When I was 15, I became incredibly confused about my sexuality. I had dated a few girls before then, but still had this odd confusion going on. My Mom and stepdad really didn’t care and I refused to tell my Dad and stepmom. Even after this supposedly liberating event, I still didn’t feel like this was the kind of life I wanted for myself, and also having heard constant homophobic remarks from my stepmom and her family, I thought I was doomed. I thought to myself, ” great if I had a hard enough time pleasing Christ before, now I’m doomed”. Since I felt barred from Christ, and my self esteem had been shattered, I began to look for love in other places. I started to surf hookup websites on the web, meeting strange guys and watching a constant stream of pornography. It was one of those “looking for love in all the wrong places” cases. I continued this through most of high school, little did I know I was destroying myself. I had friends who all were in relationships and I was the constant third wheel. It took a huge toll on my self esteem, ” why can’t I be one of these people in an awesome relationship?” I would think to myself. So I would continue going to hookup, hoping that I might find someone that way. The unfortunate thing is that many of my friends encouraged me to keep going throughout it. Friends whom I found out only later would constantly put me down of envy and jealousy.

Throughout this I would continue to pray and ask God for forgiveness, but I found no reason to stop, I was still doomed any way ( at least I thought so), even though I still loathed that aspect of my life.

When I entered college, I decided to try the Christian thing again. I met a great group of people who seemed to genuinely want to befriend me, but in the end I got scarred and gave up on them. I isolated myself, hanging out with only a few people that I met, and now that I was on my own, the hookups became even more rampant.

However, these Christian friends I had met continued to seek me out. I refused to reciprocate because I thought they could never accept this dark part of me, and they would give up on me or shun me as others had.

It was the end of my sophomore year when all this finally came to a breaking point. After a year of rampant hook ups with strangers, I got a call from one of them telling me they had just tested positive for stage 2 syphilis. I freaked, I found the nearest testing facility and went. I didn’t do my research very well and went to this pretty run down place called the core center near rush hospital. It was the scariest experience of my life, I was poked and prodded in every which way. After my blood test the doctor leaned over the table looked me in the eye and said, ” what will you do if it’s positive?” of course after the testing comes the week long waiting for results. Thank God in the end everything turned out negative.

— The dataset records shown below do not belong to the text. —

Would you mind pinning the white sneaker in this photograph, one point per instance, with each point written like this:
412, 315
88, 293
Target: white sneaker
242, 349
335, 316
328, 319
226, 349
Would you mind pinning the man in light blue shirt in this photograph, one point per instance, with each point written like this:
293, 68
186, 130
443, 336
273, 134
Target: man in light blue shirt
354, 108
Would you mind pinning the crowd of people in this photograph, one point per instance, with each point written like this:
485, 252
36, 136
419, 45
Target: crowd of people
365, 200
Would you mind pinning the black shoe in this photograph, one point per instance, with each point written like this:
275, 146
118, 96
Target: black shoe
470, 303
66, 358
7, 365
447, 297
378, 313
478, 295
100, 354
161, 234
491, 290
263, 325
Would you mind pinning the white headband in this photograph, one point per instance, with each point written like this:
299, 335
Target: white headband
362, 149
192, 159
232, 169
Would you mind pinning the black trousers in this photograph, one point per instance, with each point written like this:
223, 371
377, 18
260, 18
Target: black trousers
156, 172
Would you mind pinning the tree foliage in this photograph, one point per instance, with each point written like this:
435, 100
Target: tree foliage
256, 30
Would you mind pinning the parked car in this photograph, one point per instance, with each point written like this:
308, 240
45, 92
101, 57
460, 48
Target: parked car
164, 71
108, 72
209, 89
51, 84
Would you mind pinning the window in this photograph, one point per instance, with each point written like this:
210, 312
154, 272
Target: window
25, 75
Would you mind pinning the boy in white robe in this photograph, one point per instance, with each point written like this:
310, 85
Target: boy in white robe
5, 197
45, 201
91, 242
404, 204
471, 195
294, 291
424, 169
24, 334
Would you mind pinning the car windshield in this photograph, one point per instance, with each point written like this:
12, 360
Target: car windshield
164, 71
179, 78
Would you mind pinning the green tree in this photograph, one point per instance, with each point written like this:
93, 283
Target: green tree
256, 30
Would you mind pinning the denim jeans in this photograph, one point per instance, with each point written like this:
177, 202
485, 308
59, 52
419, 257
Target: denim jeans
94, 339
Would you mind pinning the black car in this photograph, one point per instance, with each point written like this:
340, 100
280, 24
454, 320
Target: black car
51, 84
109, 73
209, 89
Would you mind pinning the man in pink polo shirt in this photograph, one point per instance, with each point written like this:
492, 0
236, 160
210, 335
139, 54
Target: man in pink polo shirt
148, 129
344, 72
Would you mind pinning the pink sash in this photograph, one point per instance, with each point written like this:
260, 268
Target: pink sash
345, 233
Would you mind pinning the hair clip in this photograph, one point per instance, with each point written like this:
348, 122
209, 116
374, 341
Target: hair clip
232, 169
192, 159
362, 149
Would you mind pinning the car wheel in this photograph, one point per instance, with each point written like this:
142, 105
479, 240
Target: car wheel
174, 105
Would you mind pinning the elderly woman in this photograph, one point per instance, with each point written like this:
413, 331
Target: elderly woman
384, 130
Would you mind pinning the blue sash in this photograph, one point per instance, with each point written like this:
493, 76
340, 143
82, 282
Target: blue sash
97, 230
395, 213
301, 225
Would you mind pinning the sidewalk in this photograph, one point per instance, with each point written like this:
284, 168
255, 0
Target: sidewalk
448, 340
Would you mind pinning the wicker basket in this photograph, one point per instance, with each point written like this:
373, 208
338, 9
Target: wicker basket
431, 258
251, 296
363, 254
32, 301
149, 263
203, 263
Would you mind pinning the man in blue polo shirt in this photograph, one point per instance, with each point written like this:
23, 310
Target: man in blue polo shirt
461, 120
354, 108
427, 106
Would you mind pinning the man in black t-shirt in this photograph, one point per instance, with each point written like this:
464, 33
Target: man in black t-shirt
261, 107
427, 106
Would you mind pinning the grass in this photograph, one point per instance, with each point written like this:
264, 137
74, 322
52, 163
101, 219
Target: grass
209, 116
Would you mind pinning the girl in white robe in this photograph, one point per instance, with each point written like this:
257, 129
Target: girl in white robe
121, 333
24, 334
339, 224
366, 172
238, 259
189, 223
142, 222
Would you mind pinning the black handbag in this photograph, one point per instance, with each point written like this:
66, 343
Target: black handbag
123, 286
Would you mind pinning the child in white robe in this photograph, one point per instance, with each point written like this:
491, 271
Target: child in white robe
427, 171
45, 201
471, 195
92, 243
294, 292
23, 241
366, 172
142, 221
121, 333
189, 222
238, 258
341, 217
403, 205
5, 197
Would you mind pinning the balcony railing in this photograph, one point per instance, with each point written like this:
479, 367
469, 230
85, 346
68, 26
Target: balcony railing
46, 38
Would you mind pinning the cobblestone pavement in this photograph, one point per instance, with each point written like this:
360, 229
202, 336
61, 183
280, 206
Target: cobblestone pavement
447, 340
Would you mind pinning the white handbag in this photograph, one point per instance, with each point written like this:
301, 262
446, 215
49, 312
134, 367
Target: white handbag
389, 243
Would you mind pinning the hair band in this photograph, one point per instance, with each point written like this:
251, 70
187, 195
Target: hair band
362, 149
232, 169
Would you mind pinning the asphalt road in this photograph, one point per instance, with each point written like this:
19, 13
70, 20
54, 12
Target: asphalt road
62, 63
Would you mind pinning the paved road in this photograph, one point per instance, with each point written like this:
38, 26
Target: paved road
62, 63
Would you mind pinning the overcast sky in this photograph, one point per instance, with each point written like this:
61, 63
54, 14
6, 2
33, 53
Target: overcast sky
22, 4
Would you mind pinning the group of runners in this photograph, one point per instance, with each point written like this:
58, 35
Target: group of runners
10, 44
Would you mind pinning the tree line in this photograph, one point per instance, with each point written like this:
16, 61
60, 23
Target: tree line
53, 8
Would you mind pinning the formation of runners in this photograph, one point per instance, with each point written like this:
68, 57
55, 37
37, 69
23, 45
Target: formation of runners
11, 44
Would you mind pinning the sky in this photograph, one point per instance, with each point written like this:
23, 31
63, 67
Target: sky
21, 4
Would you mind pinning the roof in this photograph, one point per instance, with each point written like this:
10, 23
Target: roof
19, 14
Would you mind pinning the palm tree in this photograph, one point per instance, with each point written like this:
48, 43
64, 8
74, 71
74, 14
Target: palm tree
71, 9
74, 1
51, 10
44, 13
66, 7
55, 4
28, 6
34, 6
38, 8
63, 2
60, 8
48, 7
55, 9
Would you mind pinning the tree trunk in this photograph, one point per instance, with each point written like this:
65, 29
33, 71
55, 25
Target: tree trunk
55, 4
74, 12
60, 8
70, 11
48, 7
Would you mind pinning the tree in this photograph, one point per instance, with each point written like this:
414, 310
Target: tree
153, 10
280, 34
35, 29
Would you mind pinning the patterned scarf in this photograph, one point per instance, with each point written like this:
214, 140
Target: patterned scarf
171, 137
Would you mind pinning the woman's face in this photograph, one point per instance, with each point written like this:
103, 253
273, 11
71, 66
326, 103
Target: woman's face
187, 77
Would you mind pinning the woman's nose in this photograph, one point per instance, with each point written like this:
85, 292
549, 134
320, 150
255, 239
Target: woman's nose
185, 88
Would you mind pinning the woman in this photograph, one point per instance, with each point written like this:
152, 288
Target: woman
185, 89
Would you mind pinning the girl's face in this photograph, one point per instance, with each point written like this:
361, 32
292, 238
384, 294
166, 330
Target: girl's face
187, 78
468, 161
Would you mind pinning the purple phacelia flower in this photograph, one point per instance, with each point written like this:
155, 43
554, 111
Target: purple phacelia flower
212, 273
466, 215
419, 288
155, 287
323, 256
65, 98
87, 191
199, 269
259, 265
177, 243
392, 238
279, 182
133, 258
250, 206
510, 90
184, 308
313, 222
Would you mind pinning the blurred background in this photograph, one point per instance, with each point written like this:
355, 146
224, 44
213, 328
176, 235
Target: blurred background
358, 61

It was after this I decided to give Christ another go. I took a shot at group of guys I had met freshman year. I went to bible study and sent all of them a message telling them what I had been struggling with, and God rewarded my trust. They all just loved on me and drew me nearer.

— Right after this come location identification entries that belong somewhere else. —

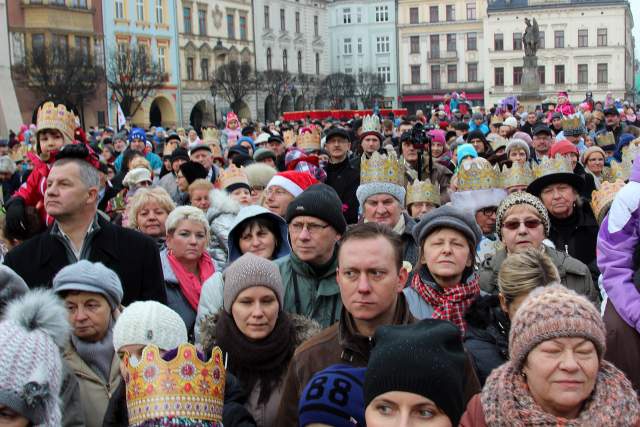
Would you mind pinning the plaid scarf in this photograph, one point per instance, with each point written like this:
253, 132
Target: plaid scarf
450, 303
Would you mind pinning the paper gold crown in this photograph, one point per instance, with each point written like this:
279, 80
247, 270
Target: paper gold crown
517, 174
605, 139
549, 166
602, 198
232, 175
478, 174
382, 168
184, 387
57, 117
423, 191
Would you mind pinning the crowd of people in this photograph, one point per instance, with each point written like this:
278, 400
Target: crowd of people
467, 267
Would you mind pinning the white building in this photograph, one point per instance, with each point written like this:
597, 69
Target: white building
363, 39
586, 46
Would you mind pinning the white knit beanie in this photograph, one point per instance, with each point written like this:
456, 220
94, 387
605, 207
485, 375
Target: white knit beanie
149, 322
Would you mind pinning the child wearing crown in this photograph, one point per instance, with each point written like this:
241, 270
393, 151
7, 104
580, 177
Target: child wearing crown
55, 127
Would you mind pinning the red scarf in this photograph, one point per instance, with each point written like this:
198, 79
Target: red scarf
451, 303
190, 284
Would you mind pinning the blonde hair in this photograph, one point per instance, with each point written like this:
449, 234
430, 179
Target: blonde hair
200, 184
524, 271
144, 196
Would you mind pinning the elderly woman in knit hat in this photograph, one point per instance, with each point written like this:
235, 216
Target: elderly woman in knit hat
255, 332
556, 374
522, 222
92, 294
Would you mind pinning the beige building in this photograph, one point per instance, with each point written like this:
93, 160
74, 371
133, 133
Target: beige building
441, 49
585, 46
211, 34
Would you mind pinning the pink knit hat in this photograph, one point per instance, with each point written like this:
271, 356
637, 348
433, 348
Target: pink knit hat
550, 312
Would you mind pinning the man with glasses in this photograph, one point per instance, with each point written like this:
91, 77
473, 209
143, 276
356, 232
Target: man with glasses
316, 224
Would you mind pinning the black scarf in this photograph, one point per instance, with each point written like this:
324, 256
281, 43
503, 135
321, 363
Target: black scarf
253, 362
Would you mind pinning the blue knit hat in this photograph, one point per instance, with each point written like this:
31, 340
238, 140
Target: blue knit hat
334, 397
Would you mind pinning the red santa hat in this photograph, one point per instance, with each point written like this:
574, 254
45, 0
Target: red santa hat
294, 182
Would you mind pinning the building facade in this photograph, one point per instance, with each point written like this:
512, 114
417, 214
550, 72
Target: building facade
586, 45
291, 35
149, 25
441, 49
61, 24
363, 39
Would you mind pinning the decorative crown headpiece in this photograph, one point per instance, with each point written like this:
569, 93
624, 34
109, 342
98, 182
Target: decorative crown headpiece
184, 387
381, 168
478, 174
232, 175
423, 191
51, 116
517, 174
602, 198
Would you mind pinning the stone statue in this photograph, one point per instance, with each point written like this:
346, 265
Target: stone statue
531, 39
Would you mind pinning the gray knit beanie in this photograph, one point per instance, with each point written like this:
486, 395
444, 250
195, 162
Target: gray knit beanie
86, 276
248, 271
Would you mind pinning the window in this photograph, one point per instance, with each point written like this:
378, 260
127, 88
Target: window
202, 22
384, 73
415, 44
231, 29
382, 44
119, 9
583, 38
435, 77
602, 36
583, 74
186, 15
243, 28
472, 72
498, 76
189, 68
415, 74
414, 17
603, 74
382, 13
452, 73
471, 11
347, 46
559, 74
433, 14
204, 69
558, 39
517, 41
517, 76
346, 15
451, 42
472, 41
451, 12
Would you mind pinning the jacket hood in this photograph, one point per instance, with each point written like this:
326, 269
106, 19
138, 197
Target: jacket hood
252, 212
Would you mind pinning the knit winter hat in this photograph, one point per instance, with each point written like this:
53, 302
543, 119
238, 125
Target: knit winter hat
425, 358
149, 322
522, 198
248, 271
293, 181
550, 312
87, 276
319, 201
34, 330
319, 406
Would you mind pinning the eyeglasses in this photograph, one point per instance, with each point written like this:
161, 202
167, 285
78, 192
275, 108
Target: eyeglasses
297, 227
529, 223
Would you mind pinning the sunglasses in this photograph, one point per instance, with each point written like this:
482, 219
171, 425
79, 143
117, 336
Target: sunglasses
529, 223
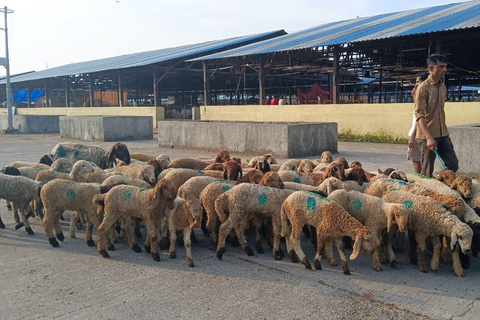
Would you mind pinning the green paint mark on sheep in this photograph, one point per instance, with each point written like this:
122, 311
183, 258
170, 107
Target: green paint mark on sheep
71, 194
311, 203
262, 199
408, 204
357, 205
61, 153
318, 196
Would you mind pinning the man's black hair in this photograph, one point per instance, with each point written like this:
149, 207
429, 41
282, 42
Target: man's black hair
422, 75
435, 58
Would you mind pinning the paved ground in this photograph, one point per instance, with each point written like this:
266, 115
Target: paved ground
74, 282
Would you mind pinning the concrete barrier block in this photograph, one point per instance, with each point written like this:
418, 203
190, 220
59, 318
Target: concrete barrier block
465, 140
286, 140
31, 124
99, 128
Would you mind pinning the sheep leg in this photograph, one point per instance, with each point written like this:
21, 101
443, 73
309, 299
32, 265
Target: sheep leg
240, 229
437, 247
152, 231
47, 223
224, 230
343, 257
457, 265
421, 246
320, 248
295, 240
329, 252
188, 246
108, 221
257, 225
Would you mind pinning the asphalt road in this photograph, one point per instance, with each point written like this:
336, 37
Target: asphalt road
75, 282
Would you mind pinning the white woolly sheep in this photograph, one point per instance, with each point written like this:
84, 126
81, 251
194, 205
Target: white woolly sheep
374, 213
331, 221
129, 201
99, 156
430, 219
20, 191
185, 215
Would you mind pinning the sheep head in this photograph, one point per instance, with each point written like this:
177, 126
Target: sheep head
232, 171
272, 179
398, 214
222, 156
326, 157
195, 208
462, 235
364, 240
447, 177
463, 185
162, 195
117, 151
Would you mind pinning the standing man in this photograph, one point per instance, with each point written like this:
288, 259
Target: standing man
432, 131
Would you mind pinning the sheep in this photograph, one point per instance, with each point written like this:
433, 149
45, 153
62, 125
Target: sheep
291, 164
140, 171
185, 215
59, 195
374, 213
79, 173
99, 156
189, 163
241, 202
129, 201
62, 165
431, 219
20, 191
330, 220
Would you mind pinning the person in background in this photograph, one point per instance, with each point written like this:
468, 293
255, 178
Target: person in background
274, 101
432, 132
268, 101
413, 152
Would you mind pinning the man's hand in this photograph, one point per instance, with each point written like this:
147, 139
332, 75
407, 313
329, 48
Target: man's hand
431, 144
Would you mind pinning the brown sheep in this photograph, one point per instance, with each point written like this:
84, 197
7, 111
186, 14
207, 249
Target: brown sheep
222, 156
233, 170
129, 201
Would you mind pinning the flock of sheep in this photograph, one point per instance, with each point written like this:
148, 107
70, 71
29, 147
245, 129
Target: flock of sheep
332, 202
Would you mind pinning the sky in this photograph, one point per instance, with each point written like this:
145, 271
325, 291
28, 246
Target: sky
49, 33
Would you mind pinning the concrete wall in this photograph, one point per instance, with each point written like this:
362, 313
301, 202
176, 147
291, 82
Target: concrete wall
106, 128
465, 140
284, 140
157, 113
394, 118
31, 124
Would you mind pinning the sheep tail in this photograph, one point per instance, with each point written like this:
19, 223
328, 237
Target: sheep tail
221, 204
98, 202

But it was Tyler who stepped out, and took me under his wing. I learned about grace and Gods love for me. It was the first time in a long time I felt that someone wasn’t giving up on me. Of course this is about the point when all of you come into the story, and finally on July 25th of last year, with Tyler at my side, I gave my life to Christ.

So I know this was kind of long, but I thought it important that I share it with all of you. Especially since it will be a year this month that I began my relationship with Jesus.